Se gli eroi erano divinità decadute a uomini o uomini assurti a divinità, Bartali apparteneva a questa seconda categoria. Dell’uomo aveva tutto: la pelle segnata dal tempo, la voce bruciata dalla fatica, gli occhi parlanti e i muscoli guizzanti, la sigaretta fra le dita e il bicchiere in mano, e una bicicletta per farsi strada. Della divinità aveva la resistenza, uomo di ferro, uomo di un ferro che non arrugginiva, e nessuno sapeva, nessuno ha mai saputo dove andasse a prendere forze ed energie quando tutti gli altri ne erano rimasti raschiati e asciutti, in riserva e a secco.
Eroico era Bartali in uno sport (sport?, soltanto sport?) dove si lottava contro insidie dichiarate (distanze e altimetrie), difficoltà previste (fame e sete), aggravanti sottintese (sterrati e chiodi), tranelli probabili (passaggi a livello e incidenti meccanici), incognite ignote (pioggia, vento, neve, canicola) e ovviamente avversari affamati (povertà e miseria). Eroico era Bartali in un’epoca martirizzata da due guerre mondiali, per l’Italia anche da un’illusione politica e da una strage razziale. Eroico era Bartali in un’autodisciplina ferrea, appunto, irrobustita dagli allenamenti, collaudata dalla concorrenza, incoraggiata dalla fede. Polemizzava e pedalava, brontolava e pedalava, pregava e pedalava.

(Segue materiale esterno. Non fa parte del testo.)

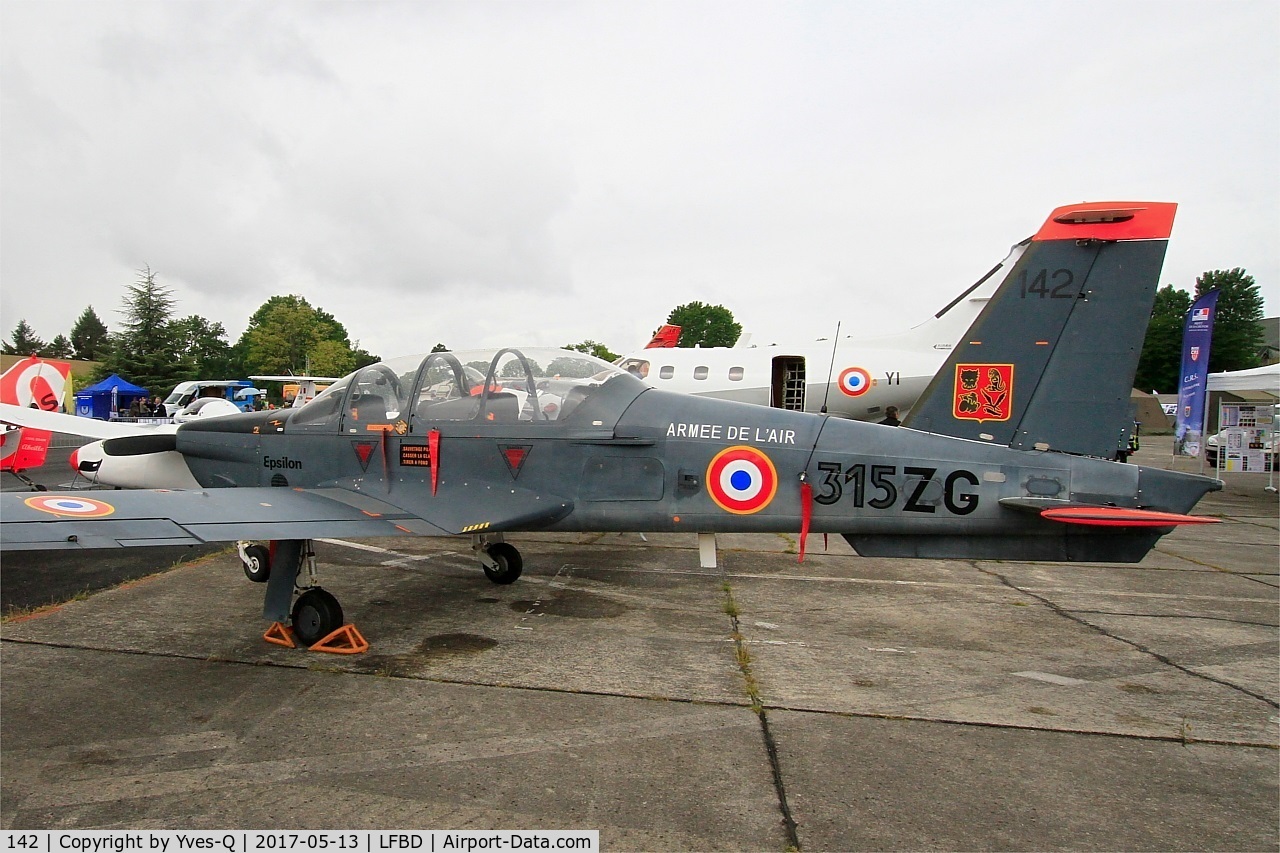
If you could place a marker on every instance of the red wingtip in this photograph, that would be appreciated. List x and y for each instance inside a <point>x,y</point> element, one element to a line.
<point>1119,516</point>
<point>1110,220</point>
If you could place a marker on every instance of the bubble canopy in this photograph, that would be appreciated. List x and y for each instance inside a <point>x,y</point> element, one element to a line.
<point>530,384</point>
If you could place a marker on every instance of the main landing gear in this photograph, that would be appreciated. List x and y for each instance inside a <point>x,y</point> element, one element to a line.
<point>315,612</point>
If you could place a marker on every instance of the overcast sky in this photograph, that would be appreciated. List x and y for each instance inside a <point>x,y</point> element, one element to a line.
<point>544,173</point>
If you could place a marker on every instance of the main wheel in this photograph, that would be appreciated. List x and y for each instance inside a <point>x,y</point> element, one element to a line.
<point>510,562</point>
<point>257,564</point>
<point>316,614</point>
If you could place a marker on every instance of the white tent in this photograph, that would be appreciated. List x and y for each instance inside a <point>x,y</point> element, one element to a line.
<point>1265,379</point>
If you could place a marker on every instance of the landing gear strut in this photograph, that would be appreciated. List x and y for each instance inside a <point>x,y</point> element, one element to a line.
<point>316,612</point>
<point>501,560</point>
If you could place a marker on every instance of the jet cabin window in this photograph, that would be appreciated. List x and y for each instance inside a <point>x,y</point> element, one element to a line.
<point>374,401</point>
<point>320,415</point>
<point>534,386</point>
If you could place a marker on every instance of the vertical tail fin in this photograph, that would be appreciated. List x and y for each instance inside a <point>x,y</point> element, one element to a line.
<point>39,384</point>
<point>1050,361</point>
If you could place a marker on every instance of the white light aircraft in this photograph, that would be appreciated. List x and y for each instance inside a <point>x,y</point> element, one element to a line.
<point>848,377</point>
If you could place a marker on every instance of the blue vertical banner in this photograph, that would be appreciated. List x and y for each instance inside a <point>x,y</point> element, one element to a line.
<point>1192,389</point>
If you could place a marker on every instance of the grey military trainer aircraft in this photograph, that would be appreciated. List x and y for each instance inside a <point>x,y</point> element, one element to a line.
<point>1005,455</point>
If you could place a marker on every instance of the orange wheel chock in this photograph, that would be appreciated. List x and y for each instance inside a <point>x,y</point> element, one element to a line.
<point>344,641</point>
<point>280,635</point>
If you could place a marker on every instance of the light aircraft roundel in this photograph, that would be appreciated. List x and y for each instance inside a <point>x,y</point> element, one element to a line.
<point>71,506</point>
<point>741,479</point>
<point>854,382</point>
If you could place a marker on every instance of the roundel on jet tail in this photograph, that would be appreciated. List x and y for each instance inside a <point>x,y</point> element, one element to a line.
<point>741,479</point>
<point>854,382</point>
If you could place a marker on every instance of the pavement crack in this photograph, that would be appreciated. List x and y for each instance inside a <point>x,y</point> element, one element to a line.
<point>1210,619</point>
<point>1144,649</point>
<point>753,690</point>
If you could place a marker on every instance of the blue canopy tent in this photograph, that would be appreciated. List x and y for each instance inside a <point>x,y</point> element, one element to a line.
<point>106,397</point>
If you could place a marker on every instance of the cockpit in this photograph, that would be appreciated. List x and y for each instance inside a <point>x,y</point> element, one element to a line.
<point>412,393</point>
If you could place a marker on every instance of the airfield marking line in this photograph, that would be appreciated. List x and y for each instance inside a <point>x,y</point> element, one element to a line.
<point>945,584</point>
<point>232,774</point>
<point>721,703</point>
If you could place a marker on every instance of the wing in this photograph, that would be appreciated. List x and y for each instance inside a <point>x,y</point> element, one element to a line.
<point>159,516</point>
<point>74,425</point>
<point>155,518</point>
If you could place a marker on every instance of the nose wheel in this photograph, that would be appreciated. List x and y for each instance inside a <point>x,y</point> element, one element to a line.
<point>256,560</point>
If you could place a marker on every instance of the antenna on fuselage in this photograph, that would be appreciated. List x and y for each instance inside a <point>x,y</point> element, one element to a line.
<point>831,368</point>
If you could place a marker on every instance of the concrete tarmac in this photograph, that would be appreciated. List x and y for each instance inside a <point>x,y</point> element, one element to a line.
<point>842,703</point>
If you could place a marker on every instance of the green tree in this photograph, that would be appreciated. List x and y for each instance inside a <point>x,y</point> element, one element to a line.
<point>1162,349</point>
<point>592,347</point>
<point>59,349</point>
<point>705,325</point>
<point>90,336</point>
<point>23,341</point>
<point>1238,334</point>
<point>145,350</point>
<point>286,336</point>
<point>204,345</point>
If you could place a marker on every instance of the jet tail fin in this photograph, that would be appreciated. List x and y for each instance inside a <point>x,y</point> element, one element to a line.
<point>1050,361</point>
<point>31,383</point>
<point>666,337</point>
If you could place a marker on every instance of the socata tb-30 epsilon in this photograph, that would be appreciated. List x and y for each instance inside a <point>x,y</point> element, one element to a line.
<point>1000,459</point>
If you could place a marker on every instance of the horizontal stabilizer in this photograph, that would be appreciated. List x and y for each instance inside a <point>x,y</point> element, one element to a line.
<point>1120,516</point>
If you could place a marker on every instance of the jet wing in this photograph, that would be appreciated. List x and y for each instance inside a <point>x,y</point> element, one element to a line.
<point>73,425</point>
<point>159,516</point>
<point>154,518</point>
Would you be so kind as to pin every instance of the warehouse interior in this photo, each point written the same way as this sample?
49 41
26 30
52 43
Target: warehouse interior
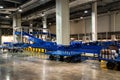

Conoscendolo, Bartali avrebbe rifiutato il grado di eroe. Per modestia, per origine, per convinzione. Più adatta la dignità di francescano, nel suo spogliarsi e privarsi, che poi è il destino degli scalatori, alleggerirsi di tutto, dalle borracce ai pensieri, perché anche quelli, soprattutto quelli, pesano, alleggerirsi da vincoli e intrallazzi, alleanze e complicità, tentazioni e peccati, e poi arrampicarsi, salire, ascendere. Ma è un eroismo, seppure involontario, anche quello di Francesco (il santo, il papa) e dei francescani (dunque anche di Bartali). O almeno così appare oggi che si evita la fatica, si dribbla la lealtà, si sottovaluta la semplicità.
Giancarlo Brocci ha scritto “Bartali l’ultimo eroico” (Minerva, 224 pagine, 16,90 euro). Stesse iniziali di nome e cognome, stesso accento e stessa terra, stesse strade e stesse passioni, tanto da incrociarsi, stimarsi e forse addirittura amarsi, ciascuno a suo modo, Bartali con occhi ancora parlanti e muscoli non più guizzanti, Brocci con le sue crociate (il Parco ciclistico del Chianti, l’Eroica, le strade bianche, un primo libro, “Bartali, il mito oscurato”, e un secondo, questo). La prima metà, una lunga rincorsa, per introdurre Gino attraverso il ciclismo del primo Novecento, la nascita del Tour de France, l’epopea dei forzati della strada, i sacrifici bestiali in sella fino a scenderne distrutti e modificati, l’esempio animalesco e leggendario di Ottavio Bottecchia. L’altra metà, una veloce discesa, ripercorre la lunga parabola bartaliana, da quando impara il mestiere a proprie spese fino a quando pedalerà per riabilitarsi da un incidente automobilistico di cui fu vittima incolpevole, attraverso salite e discese, vittorie e trionfi, storia e geografia, rarissimi ritiri o abbandoni, duelli e dualismi non solo con Coppi, e un’Italia che a ogni stagione (le stagioni del ciclismo duravano dalla Sanremo, il giorno di San Giuseppe, fino al Lombardia, ultima domenica di ottobre o perfino di novembre) possedeva altri profumi, esibiva altri paesaggi e regalava altri sogni.
Fra le gemme del libro, le fotografie dall’archivio di Walter Breveglieri. Il ritratto di pagina 8 è, di per sé, un altro libro: Gino, in bianco e nero anche nella maglia tricolore, il mento appoggiato al pugno sinistro, lo sguardo rivolto in basso a destra, capelli rughe naso pelle lana, un capolavoro. Fra i diamanti del libro, la prefazione di Sandro Picchi. Dà significato e senso al mestiere di giornalista: l’elogio di un attimo di silenzio, inatteso unico originale solenne poetico, al velodromo di Losanna, il 18 luglio 1948.